Accueilli par la Turquie, le sommet, tenu les 23 et 24 mai, réunissait la communauté internationale afin de réaffirmer la solidarité envers les peuples en situation de crise.    

Selon les organisateurs/trices de l’événement, les besoins humanitaires atteignent aujourd’hui un niveau inégalé depuis la Seconde Guerre mondiale. Cent vingt-cinq millions d’individus ont besoin d’une aide humanitaire depuis le début de l’année 2016. Plus de 60 millions de personnes ont été déplacées par la force.  

Le syndicat Gewerkschaft Erziehung und Wissenschaft (GEW), affilié allemand de l’Internationale de l’Education, est co-signataire d’une lettre ouverte de la German Global Campaign for Education (GGCE) à l’attention de la Chancelière allemande Angela Merkel, du ministre fédéral des Affaires étrangères Steinmeier et du ministre fédéral de la Coopération économique et du Développement Müller. Le courrier invite le gouvernement allemand à défendre l’importance de l’éducation au cours du sommet et à démontrer son engagement en garantissant un financement adéquat.  

Les signataires rappellent au gouvernement que « le droit à l’éducation vaut pour toute personne et à tout moment – y compris en temps de catastrophes, de crises et de conflits ». Ils défendent un accès libre et non discriminatoire à l’éducation, au profit des enfants affectés par des situations d’urgence.
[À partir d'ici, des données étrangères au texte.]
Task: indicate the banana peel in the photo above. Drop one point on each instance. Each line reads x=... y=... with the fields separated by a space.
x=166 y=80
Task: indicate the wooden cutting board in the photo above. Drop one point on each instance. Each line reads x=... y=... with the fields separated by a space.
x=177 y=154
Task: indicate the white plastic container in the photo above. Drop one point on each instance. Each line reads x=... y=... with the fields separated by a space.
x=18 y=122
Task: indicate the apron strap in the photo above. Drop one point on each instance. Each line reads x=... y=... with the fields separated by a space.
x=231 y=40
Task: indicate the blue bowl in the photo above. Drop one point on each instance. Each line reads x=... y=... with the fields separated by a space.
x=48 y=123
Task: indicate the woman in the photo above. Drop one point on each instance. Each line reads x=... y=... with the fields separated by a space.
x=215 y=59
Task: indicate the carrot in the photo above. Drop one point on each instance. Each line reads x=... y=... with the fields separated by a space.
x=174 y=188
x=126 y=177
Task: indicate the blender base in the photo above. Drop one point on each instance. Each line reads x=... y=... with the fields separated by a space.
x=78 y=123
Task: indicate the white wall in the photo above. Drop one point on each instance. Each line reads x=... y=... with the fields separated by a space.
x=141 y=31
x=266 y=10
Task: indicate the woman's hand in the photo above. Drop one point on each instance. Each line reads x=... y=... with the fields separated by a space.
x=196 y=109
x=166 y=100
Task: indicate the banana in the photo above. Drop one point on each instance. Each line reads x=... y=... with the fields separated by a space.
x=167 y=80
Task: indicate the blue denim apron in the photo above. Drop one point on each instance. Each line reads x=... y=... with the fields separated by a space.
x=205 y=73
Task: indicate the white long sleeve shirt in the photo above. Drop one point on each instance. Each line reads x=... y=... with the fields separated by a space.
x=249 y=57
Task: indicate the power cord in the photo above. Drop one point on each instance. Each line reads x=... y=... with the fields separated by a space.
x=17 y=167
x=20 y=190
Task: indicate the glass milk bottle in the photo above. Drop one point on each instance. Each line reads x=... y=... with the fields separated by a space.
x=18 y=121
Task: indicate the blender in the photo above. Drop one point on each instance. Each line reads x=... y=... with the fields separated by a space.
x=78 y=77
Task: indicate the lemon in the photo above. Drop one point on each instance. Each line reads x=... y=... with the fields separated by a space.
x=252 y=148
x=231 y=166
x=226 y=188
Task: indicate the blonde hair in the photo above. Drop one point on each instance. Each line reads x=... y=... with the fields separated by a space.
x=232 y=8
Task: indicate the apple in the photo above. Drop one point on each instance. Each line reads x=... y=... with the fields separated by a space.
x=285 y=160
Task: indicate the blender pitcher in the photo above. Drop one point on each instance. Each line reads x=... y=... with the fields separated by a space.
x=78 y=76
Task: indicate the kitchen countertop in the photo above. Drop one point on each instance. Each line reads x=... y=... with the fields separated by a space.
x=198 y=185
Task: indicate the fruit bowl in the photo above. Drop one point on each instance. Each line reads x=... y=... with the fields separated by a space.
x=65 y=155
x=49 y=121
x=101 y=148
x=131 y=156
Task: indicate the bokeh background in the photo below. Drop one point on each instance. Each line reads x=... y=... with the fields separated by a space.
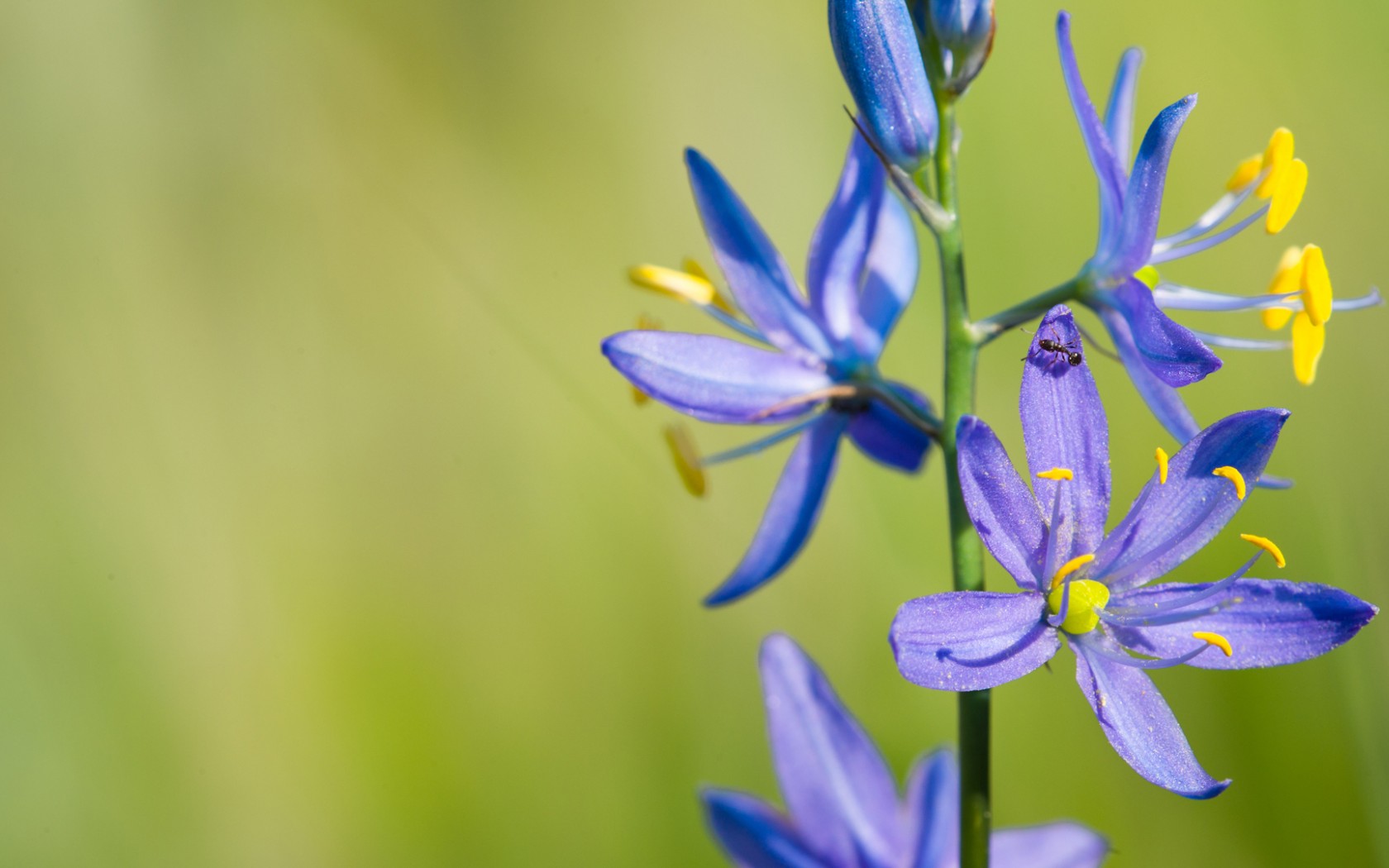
x=331 y=539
Comme le revendique le courrier, « offrir cette chance à chaque enfant est une réponse importante et nécessaire à la crise des réfugiés dans le monde ».  

La GGCE se félicite du fait que le gouvernement allemand considère la promotion de l’éducation comme l’un des piliers de sa politique en matière de questions humanitaires et à l’égard des réfugié(e)s. Le syndicat estime toutefois que la démarche ne devrait pas se limiter à des efforts bilatéraux mais prendre une dimension multilatérale coordonnée.    

Avec la création du fonds Education Cannot Wait dans le cadre du sommet à Istanbul, les signataires demandent que les investissements du gouvernement allemand répondent à certains des défis les plus poignants posés à l’éducation en période de crise:    

  • Plus de 75 millions d’enfants âgés de 3 à 18 ans n’ont pas accès à l’éducation en raison de catastrophes telles que les crises et les conflits
  • Plus de la moitié des enfants syriens vivant comme réfugiés dans des pays voisins ne sont pas scolarisés  
  • Selon l’Overseas Development Institute (ODI), au moins 8,5 milliards de dollars américains sont nécessaires pour permettre aux 75 millions d’enfants déscolarisés d’accéder à l’éducation
  • Ces 10 dernières années, 2 pour cent à peine des ressources mobilisées dans le contexte de l’aide humanitaire étaient destinés à l’éducation.  

La GGCE appelle à un investissement « proportionnel à la puissance économique de l’Allemagne » d’au moins 50 millions d’euros au profit du fonds Education Cannot Wait. Elle demande à ce que cette enveloppe soit ajoutée aux ressources existantes en faveur de l’aide humanitaire, et non déduite de ces dernières.